Twenty years ago, Mary Beth Moye decided her students at Banks Elementary School could benefit from a lesson about the value of giving, what’s known this time of year as the true meaning of Christmas.
She organized a supply drive to assist a couple of local nonprofits, including the Friends of the Homeless shelter in Kinston.
First, the charitable campaign surprised her by outgrowing her expectations. “The kids started bringing in items and it got too big for my classroom. We started putting it in the gym,” Moye said Wednesday. “We opened (donations) up to the whole school and we filled the whole front of the gym.”
Then the campaign surprised her by lasting this long, by becoming a Christmas tradition at Banks over two decades.
“Twenty years is a long time,” she said. “It just grew. It just became part of our school, part of what we do this time of year. I didn’t realize at the time how big it was going to become or how long it was going to last, but I’m glad that it has.”
There have been a few modifications over the years. Donations now go exclusively to the homeless shelter. For several years now, the campaign has been called The Giving Tree, and students are asked to bring food or supplies for the shelter instead of giving their teacher a Christmas gift. Paper ornaments bearing the name of the donating student and the teacher being honored are affixed to a tree in the school’s lobby.
But the lesson for students is unchanged. “It’s about the gift of giving, just teaching them that this is what it’s really about, giving back,” said Moye. “I think our kids are so blessed, and they don’t realize how blessed they are a lot of times.”
Jasper Newborn, longtime manager of the homeless shelter, will come to Banks on Friday morning to express his appreciation to Moye and the school and to pick up the donated supplies.
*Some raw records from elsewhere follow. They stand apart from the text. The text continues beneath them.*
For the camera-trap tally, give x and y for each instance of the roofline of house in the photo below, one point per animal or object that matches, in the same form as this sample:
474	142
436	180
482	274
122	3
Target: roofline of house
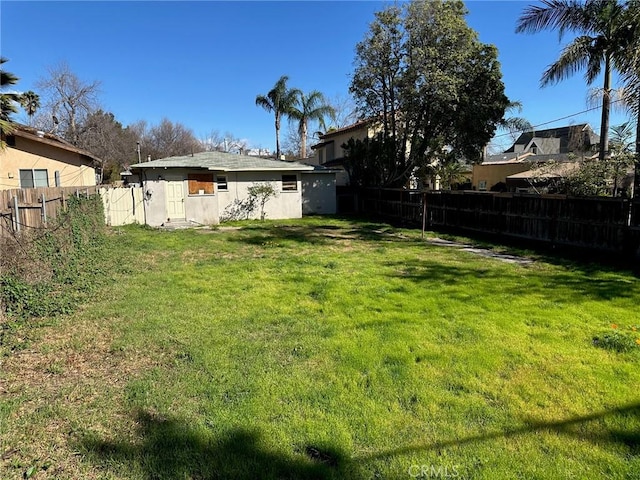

He usually brings a few residents of the shelter to help gather the items.
That’s what is known, any time of year, as a teachable moment. “When it was just my classroom primarily, they would come into the classroom and talk to the kids,” Moye said. “With it involving the whole school, that’s not the case now; but at least the kids have an opportunity to put a face and a name with what we’re talking about here.”